Luckily one of the most pressing gardening tasks for this time of year is seedling sowing. Which can be done indoors. Yay. Which leads me to:

Planting

I planted my tomato seeds this weekend just gone.


I will blog in more detail about this later in the week.

I also have onion seedlings raised from seed which I will need to plant out into the garden in the next few weeks.

Harvesting

Again, not much different from last month. Plenty of cabbages and kale is ongoing.


This is a pretty representative sample of current harvests:


Veg not pictured but also harvested include lettuce, beetroots, carrots, lemons.

Fruit from the garden is limited to apples.


Only four Sundowner apples left.

I'm almost harvesting peas.


And there is a single very proactive asparagus spear.


To do:
  • Plant onion seedlings.
  • Sow seeds of eggplant and peppers/capsicums.
  • Hibernate.
How is your garden going this August?



Seed sorting...

01 August, 2014

I have finally gotten my act together and sorted my seeds for summer crops.


This always seems an activity of wishful thinking. In the midst of the darkest depths of winter I'm imagining the bountiful cornucopia of produce that the seed boxes with their seed packets promise. I'm planning how many tomato plants I'm going to grow, what varieties and where I will fit them all in.
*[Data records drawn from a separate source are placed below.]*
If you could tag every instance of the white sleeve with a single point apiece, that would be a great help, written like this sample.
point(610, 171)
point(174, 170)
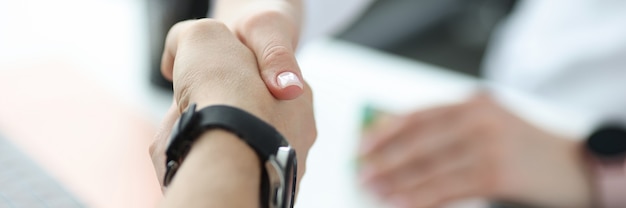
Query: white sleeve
point(572, 52)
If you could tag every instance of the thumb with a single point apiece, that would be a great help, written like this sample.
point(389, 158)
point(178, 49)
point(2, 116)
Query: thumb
point(272, 38)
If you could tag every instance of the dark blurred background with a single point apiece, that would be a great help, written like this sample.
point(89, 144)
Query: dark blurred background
point(453, 34)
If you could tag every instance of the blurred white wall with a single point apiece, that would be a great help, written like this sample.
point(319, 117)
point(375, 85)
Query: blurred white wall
point(328, 17)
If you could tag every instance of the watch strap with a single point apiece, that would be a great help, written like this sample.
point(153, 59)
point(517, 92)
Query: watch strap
point(261, 136)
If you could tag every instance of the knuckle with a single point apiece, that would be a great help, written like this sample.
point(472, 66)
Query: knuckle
point(204, 28)
point(267, 15)
point(275, 54)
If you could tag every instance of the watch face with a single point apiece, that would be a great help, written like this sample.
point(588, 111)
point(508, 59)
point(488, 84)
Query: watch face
point(282, 170)
point(609, 142)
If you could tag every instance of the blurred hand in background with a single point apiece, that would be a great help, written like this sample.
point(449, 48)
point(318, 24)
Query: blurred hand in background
point(474, 149)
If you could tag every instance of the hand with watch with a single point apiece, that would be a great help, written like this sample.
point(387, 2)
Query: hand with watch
point(235, 145)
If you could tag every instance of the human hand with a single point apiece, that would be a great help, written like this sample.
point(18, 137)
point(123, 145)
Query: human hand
point(209, 66)
point(271, 29)
point(474, 149)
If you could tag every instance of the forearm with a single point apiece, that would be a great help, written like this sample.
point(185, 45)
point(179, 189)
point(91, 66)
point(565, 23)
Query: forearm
point(219, 171)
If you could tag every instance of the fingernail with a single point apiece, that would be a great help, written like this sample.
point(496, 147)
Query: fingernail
point(287, 79)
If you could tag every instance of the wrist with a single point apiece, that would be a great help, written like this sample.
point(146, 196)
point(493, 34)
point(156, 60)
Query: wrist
point(217, 154)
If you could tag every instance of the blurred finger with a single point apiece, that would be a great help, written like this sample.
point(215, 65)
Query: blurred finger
point(462, 182)
point(402, 126)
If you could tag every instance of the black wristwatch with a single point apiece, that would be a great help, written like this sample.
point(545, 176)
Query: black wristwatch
point(606, 149)
point(278, 159)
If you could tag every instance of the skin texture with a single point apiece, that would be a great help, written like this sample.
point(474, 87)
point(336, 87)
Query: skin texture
point(474, 149)
point(208, 66)
point(271, 29)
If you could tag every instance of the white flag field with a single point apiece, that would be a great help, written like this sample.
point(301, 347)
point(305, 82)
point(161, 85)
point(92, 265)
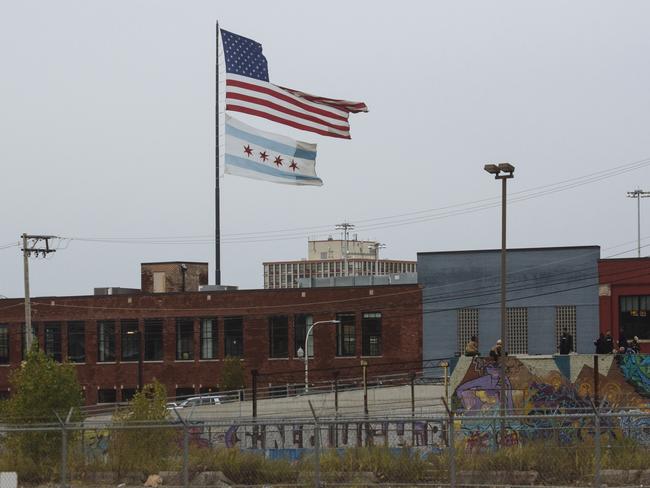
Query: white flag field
point(261, 155)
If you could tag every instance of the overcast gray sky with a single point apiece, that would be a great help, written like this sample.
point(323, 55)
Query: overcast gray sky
point(107, 128)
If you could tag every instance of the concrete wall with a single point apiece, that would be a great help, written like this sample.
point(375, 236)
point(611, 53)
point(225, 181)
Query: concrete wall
point(539, 279)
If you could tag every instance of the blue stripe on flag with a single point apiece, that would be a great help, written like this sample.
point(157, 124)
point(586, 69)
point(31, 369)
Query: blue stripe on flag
point(260, 168)
point(270, 144)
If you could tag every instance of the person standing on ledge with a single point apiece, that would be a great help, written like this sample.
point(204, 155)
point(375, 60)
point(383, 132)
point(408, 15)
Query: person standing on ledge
point(471, 349)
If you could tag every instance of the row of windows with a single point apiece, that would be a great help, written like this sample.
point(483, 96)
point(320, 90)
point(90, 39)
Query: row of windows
point(151, 338)
point(286, 275)
point(516, 326)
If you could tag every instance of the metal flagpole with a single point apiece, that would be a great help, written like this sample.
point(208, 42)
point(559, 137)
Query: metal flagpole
point(217, 223)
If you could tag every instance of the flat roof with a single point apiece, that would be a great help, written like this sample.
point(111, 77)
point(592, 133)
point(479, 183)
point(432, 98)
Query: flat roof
point(320, 289)
point(624, 259)
point(550, 248)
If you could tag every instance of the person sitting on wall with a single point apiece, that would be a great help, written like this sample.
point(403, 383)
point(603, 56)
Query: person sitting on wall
point(566, 342)
point(600, 344)
point(609, 343)
point(497, 350)
point(471, 349)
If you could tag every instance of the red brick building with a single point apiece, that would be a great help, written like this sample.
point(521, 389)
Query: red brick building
point(186, 336)
point(624, 296)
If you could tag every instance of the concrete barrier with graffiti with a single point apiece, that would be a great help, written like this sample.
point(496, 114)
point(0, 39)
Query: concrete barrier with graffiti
point(550, 385)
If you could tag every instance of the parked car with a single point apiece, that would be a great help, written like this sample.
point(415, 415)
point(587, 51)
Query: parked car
point(199, 401)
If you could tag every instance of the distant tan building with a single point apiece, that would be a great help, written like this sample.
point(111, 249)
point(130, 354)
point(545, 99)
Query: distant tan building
point(326, 259)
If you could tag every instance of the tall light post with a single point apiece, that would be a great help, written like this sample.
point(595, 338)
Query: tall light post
point(503, 172)
point(305, 351)
point(638, 194)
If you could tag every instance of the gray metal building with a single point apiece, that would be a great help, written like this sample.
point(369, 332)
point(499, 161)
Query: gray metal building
point(548, 290)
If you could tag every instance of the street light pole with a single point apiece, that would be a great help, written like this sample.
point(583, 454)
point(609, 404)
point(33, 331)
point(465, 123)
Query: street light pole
point(377, 247)
point(306, 352)
point(503, 172)
point(638, 194)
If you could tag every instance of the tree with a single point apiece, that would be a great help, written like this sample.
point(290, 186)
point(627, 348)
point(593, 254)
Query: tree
point(232, 374)
point(147, 449)
point(43, 389)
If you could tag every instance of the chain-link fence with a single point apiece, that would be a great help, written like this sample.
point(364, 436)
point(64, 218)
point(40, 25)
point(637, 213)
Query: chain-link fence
point(577, 449)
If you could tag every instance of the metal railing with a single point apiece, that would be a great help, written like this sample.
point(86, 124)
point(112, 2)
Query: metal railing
point(576, 449)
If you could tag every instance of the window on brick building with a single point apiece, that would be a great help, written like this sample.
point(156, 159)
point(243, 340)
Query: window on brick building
point(371, 334)
point(209, 339)
point(346, 340)
point(106, 395)
point(23, 334)
point(128, 394)
point(4, 344)
point(53, 340)
point(279, 336)
point(129, 334)
point(233, 337)
point(153, 339)
point(301, 324)
point(184, 338)
point(635, 316)
point(105, 341)
point(76, 342)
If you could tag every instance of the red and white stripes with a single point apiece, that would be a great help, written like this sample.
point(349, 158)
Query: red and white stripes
point(324, 116)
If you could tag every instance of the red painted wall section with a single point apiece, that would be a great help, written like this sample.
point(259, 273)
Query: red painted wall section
point(621, 277)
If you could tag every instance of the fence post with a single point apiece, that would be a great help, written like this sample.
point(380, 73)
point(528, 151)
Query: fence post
point(186, 456)
point(316, 447)
point(254, 385)
point(336, 408)
point(597, 455)
point(64, 456)
point(452, 446)
point(64, 448)
point(186, 450)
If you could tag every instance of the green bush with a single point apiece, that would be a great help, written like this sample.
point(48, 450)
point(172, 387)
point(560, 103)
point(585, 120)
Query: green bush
point(43, 389)
point(242, 467)
point(145, 450)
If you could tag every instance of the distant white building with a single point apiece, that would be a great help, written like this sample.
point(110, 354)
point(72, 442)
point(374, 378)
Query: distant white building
point(327, 259)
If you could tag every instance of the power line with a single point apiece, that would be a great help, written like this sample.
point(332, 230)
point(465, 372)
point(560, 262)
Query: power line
point(381, 222)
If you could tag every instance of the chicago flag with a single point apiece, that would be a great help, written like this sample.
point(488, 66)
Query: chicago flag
point(270, 157)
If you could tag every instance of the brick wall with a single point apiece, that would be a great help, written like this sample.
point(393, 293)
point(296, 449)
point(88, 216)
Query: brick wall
point(400, 306)
point(196, 274)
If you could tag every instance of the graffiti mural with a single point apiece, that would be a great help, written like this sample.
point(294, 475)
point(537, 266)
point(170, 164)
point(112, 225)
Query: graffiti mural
point(550, 385)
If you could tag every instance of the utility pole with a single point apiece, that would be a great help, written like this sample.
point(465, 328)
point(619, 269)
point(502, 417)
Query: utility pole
point(346, 228)
point(377, 247)
point(638, 194)
point(31, 245)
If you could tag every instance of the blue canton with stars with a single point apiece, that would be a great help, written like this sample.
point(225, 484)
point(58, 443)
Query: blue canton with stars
point(244, 56)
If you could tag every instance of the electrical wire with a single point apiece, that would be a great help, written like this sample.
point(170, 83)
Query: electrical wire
point(381, 222)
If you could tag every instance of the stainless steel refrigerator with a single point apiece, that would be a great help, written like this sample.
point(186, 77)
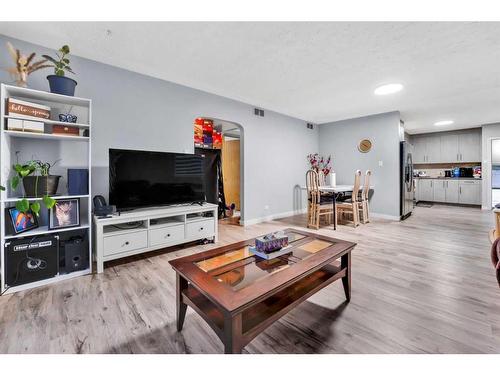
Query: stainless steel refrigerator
point(407, 189)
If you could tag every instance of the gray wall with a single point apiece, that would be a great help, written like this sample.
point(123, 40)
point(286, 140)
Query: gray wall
point(489, 132)
point(340, 139)
point(134, 111)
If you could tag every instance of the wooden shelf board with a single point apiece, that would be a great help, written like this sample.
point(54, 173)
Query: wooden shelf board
point(18, 134)
point(49, 122)
point(45, 230)
point(15, 199)
point(22, 92)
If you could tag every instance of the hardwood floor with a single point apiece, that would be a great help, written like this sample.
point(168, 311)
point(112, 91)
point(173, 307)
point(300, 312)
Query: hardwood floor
point(424, 285)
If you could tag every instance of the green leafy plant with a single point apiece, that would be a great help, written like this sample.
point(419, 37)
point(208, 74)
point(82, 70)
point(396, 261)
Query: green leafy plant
point(38, 168)
point(61, 65)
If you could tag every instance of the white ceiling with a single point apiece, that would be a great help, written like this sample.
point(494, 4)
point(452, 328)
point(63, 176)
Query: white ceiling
point(318, 72)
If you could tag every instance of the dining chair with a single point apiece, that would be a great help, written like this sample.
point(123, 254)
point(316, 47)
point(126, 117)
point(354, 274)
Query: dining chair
point(351, 206)
point(363, 203)
point(317, 205)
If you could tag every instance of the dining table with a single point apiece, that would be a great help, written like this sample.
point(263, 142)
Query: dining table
point(337, 190)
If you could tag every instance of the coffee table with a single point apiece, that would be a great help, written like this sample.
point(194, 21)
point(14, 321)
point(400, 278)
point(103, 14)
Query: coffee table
point(239, 294)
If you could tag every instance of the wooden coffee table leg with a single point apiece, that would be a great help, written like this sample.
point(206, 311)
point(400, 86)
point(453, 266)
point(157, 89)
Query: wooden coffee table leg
point(233, 334)
point(345, 262)
point(182, 284)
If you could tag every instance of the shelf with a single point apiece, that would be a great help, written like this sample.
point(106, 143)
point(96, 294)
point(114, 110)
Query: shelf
point(65, 276)
point(18, 134)
point(39, 199)
point(50, 122)
point(45, 230)
point(22, 92)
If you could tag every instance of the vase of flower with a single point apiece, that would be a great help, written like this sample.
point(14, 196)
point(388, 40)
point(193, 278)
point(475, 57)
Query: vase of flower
point(331, 179)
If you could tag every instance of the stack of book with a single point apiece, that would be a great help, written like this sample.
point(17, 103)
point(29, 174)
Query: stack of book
point(271, 245)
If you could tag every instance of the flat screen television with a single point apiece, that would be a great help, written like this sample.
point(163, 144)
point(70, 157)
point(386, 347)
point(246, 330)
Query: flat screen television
point(145, 178)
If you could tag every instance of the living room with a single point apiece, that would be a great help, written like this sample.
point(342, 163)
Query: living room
point(324, 187)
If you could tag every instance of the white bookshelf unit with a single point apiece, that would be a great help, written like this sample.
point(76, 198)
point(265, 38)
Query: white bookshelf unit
point(71, 151)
In the deepest darkest depths of winter. When I'm so cold at times outside my hands and toes and nose are numb.

See: wishful thinking.

But I do it anyway, because I hope that earlier sowings inside where it is warm and coddled during early spring will mean early tomatoes for me. And eggplants, and melons, and peppers...

So I dragged out the seed boxes and sat on the lounge with the heater on, sorting seeds.


My seed boxes are two ex-wine glass boxes (which I have written about before), which is by far the handiest way I've found of keeping seeds. Of course I also felt the need to pretty them up. I have an Autumn-Winter box and a Spring-Summer box with corresponding season appropriate veg pictures.

Each box has six compartments which means each month of the year has a slot, and each slot is perfectly sized for standard seed packet sizes.


 I just slot the seeds appropriate for each month into the slot, which supposedly helps me to successionally sow seeds as the season progresses, although in practice I'm too lazy for this to be effective.

Anyhoo.

The July compartment was full of seeds for early sowings.

Of my 40+ varieties of tomato seed I have short-listed 24 for early sowing.


These I shall sow over the coming weekend. Yes, I will. No excuses.

Eggplants and peppers are a lower priority, but I hope to sow them in the coming weeks.


Earmarked for early September sowings are the melons, hopefully to get some early crops in around December/January.


Now I just need to get some seed raising mix (attempts at making my own have always proven too messy, so I'm lazy and just buy pre-mixed stuff) and get them into some pots.